Page MenuHomePhabricator

Return to previous page after exiting high security mode
Open, Needs TriagePublic

Description

Exiting high security mode takes the user to /auth/session/downgrade/ where they click "Continue" and are then taken to /settings/user/{username}/page/sessions/.

I think a better workflow would be to return the user to whatever page they were on when they clicked the "Your session is in high security mode" notice:

pasted_file (85×322 px, 9 KB)

Event Timeline

Some possible implementations of this expose an open redirect (e.g., by passing returnURI=<something> where <something> can be anything). An open redirect here isn't necessarily inherently dangerous, but the minor inconvenience we'd avoid probably isn't worth the security risk.

(With Phurl, I think local redirects are now less safe than they once were and approximately as powerful as remote redirects; it's possible we may want to lock down next on login at some point.)

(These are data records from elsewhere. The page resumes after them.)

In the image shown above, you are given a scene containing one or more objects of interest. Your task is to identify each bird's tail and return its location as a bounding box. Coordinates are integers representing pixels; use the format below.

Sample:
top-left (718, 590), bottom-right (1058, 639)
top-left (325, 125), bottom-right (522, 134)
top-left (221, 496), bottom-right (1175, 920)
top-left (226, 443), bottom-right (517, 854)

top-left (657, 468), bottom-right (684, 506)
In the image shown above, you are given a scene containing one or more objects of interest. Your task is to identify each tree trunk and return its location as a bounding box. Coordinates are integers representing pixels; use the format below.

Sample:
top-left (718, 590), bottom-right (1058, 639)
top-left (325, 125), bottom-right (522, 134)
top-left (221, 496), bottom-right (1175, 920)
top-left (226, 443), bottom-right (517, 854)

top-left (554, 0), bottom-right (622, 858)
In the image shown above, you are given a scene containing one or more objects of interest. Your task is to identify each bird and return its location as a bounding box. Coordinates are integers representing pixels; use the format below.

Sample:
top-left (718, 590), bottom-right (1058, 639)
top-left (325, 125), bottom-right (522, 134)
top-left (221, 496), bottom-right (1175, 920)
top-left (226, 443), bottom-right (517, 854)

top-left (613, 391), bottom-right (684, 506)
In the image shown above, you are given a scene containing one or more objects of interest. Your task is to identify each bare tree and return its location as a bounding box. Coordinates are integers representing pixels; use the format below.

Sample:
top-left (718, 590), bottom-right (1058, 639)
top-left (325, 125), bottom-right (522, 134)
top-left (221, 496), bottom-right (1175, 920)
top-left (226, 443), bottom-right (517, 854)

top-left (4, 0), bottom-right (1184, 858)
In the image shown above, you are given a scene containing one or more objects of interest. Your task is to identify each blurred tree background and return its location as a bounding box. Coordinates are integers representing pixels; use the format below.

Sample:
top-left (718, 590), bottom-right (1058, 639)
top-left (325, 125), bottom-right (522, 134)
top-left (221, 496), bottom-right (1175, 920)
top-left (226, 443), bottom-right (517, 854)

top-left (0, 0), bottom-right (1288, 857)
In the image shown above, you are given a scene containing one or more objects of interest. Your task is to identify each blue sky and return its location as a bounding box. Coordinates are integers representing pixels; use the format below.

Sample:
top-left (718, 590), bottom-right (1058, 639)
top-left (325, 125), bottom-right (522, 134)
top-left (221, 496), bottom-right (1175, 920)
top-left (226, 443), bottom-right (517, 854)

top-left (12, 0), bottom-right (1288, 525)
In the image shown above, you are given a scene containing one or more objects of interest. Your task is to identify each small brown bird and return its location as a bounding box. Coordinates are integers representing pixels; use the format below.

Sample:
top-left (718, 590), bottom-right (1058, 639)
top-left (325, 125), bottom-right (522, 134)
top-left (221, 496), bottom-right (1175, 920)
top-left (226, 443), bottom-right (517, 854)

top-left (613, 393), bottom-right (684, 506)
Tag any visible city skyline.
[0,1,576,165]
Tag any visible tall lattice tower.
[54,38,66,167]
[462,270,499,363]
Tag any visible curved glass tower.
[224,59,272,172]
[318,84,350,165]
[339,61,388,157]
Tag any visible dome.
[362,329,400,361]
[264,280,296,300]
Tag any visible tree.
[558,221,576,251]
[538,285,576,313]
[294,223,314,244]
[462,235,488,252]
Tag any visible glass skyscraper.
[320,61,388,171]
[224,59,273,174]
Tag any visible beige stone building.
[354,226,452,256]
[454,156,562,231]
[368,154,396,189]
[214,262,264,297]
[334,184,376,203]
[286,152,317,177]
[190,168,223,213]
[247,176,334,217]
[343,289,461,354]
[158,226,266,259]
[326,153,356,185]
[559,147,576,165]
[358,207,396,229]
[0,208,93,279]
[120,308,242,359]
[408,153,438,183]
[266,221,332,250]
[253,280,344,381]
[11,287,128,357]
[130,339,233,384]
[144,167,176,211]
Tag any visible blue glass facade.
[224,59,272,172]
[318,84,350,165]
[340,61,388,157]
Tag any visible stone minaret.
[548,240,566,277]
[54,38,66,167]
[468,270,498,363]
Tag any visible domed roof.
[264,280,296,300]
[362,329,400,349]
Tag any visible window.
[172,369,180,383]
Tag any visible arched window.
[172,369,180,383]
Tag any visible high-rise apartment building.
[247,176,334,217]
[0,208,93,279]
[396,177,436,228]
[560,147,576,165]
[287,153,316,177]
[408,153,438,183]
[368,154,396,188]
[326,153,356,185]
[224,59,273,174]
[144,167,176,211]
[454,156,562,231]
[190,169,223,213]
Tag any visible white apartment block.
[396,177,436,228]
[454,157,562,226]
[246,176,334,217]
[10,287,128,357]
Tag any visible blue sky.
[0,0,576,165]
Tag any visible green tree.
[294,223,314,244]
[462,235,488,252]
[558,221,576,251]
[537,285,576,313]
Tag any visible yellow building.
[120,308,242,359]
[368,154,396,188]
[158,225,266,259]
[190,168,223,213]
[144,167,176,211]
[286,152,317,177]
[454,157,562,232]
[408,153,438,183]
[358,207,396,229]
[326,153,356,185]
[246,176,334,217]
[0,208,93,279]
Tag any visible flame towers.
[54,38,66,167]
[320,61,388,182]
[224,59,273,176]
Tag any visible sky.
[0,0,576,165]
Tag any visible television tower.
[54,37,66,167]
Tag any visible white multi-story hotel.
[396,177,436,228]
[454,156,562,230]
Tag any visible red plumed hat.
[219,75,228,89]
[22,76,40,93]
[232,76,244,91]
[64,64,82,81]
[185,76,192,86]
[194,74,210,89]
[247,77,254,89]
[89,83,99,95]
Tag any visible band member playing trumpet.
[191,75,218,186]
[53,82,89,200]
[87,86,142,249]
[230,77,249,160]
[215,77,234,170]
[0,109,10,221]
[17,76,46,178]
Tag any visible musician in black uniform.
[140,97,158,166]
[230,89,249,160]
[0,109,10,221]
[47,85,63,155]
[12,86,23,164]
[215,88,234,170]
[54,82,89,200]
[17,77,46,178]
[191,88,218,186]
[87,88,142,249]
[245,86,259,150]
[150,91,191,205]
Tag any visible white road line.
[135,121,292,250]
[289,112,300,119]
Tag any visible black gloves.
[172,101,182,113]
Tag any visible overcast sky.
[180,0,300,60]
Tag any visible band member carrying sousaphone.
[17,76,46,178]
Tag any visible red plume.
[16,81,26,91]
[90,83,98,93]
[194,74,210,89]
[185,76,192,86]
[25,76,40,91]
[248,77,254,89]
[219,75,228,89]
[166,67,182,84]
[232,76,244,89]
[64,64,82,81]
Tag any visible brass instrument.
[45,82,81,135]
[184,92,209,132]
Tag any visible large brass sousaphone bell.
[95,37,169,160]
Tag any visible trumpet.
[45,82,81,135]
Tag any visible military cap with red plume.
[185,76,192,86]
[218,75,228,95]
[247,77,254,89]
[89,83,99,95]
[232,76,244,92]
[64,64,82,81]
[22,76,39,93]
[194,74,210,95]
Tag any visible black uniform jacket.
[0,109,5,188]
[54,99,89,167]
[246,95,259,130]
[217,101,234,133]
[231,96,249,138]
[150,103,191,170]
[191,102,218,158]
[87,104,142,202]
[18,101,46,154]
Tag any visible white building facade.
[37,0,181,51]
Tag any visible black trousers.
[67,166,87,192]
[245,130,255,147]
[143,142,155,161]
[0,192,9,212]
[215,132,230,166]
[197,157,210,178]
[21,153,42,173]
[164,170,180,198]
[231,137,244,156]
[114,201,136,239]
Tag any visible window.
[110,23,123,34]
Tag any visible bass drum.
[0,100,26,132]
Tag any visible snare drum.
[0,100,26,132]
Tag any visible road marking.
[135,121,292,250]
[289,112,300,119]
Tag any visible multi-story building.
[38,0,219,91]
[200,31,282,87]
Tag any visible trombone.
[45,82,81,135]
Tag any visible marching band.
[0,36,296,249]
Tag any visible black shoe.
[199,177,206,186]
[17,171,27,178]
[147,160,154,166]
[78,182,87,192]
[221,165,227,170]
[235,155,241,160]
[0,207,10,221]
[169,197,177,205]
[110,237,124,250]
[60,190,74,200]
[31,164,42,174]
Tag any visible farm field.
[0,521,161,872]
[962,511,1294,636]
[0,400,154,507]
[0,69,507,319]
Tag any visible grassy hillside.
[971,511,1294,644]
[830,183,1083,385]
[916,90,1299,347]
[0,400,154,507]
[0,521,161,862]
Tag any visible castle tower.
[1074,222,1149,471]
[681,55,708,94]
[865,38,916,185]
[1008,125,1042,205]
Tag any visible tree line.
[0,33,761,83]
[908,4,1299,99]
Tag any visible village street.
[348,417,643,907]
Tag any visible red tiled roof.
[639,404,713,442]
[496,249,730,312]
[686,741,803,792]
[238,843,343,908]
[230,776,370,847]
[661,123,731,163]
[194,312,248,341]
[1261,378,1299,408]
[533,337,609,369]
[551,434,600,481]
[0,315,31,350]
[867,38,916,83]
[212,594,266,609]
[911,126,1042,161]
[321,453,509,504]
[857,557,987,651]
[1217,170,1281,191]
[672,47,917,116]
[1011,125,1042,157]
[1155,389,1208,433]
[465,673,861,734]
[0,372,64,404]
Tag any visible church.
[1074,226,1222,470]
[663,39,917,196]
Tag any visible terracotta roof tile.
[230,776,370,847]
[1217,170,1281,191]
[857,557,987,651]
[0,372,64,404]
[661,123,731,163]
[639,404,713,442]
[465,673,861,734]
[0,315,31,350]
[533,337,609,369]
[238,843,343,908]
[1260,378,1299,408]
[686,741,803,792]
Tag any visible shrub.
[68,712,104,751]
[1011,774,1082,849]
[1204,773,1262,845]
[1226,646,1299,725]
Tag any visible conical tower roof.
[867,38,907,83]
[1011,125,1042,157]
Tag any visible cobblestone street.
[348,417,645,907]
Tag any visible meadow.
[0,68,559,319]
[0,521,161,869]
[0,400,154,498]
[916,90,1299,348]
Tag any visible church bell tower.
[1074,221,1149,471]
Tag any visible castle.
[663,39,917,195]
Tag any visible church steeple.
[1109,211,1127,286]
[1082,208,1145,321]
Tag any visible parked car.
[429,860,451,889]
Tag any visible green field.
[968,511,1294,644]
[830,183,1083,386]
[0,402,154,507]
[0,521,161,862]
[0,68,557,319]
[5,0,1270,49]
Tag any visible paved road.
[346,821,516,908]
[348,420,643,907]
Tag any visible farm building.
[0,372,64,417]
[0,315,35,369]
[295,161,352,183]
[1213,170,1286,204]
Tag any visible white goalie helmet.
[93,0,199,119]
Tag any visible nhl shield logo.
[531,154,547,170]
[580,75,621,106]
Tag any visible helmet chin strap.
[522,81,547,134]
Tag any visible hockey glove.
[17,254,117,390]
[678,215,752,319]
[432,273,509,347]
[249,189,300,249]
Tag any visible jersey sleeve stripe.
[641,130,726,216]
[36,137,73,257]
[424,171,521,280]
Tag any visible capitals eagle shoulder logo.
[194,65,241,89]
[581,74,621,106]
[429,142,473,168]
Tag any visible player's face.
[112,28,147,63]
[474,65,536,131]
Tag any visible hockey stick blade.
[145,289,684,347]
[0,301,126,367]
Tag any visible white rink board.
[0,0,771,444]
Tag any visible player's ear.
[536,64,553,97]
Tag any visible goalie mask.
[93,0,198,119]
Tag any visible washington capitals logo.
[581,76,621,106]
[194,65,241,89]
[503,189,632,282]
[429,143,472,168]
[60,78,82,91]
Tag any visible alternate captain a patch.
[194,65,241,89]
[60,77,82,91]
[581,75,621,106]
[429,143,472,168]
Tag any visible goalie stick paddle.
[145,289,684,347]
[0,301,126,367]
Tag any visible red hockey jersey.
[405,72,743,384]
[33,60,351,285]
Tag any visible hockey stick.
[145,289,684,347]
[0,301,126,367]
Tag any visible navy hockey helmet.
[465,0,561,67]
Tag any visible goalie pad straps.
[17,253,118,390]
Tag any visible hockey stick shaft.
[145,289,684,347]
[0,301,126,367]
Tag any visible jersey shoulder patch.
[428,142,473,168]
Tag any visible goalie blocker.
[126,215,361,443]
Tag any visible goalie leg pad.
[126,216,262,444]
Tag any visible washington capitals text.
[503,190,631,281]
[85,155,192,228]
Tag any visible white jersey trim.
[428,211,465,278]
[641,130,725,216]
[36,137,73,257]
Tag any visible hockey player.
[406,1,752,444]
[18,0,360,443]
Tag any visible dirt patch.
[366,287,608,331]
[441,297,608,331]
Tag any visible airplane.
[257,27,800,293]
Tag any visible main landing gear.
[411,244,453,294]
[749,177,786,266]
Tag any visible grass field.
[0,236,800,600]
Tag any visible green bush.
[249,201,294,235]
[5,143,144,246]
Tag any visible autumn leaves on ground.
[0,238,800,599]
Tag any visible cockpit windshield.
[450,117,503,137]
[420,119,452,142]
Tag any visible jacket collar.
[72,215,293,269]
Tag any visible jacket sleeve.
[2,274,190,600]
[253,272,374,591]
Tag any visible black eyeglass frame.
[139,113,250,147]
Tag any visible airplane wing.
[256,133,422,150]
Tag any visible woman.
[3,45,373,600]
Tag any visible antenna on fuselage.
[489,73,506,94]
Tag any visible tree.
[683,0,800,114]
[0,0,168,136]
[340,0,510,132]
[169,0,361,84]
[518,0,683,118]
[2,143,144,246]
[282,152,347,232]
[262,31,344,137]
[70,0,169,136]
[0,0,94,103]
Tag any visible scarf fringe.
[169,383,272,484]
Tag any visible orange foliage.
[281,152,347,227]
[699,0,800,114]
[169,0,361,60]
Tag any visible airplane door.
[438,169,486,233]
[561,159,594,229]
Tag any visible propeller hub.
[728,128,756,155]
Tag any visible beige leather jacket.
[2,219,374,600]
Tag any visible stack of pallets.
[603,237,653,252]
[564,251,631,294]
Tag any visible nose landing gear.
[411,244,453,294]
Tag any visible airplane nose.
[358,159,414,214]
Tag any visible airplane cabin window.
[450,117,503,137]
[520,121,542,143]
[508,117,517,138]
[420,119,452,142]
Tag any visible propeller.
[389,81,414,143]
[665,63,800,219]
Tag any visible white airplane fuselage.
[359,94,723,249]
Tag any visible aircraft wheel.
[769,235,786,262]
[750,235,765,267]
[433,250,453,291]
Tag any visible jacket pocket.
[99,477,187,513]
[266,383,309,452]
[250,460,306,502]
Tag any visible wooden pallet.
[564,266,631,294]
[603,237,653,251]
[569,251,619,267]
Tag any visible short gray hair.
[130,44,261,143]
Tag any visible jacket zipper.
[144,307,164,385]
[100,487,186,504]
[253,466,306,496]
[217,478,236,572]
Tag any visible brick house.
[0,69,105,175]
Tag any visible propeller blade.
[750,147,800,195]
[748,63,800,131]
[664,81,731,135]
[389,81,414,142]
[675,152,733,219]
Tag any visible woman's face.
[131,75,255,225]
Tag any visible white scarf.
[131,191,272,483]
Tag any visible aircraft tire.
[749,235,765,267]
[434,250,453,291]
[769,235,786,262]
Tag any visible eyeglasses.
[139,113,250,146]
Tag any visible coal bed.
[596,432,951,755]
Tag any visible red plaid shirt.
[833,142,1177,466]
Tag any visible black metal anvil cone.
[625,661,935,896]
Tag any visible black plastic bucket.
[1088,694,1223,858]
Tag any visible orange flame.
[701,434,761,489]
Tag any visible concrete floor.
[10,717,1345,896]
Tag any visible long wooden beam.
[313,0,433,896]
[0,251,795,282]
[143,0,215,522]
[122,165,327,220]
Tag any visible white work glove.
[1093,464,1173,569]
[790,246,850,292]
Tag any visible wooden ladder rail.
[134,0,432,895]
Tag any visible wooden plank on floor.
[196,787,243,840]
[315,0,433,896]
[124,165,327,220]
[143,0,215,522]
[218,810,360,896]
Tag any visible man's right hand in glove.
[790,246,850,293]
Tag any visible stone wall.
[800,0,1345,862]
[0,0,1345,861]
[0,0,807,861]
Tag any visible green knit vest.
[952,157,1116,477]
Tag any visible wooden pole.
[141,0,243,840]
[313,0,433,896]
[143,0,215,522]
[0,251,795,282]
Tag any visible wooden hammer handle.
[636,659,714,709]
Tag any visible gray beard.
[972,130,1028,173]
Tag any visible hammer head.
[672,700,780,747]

We could sign the returnURI with a session-specific secret and redirect only in the presence of a valid signature, although this is complex.

We can probably make this particular bubble use workflow so the dialog pops up on the same page, then have the server issue a ReloadResponse. This is probably the best solution, but requires JS.

Approximate implementation is:

  • Get the workflow sigil onto the bubble, maybe with JX.Stratcom.addSigil(...) in the bubble rendering bit.
  • Things maybe just work from there, as if by magic?
  • Or maybe the click handler needs to know to invoke JX.Workflow some of the time.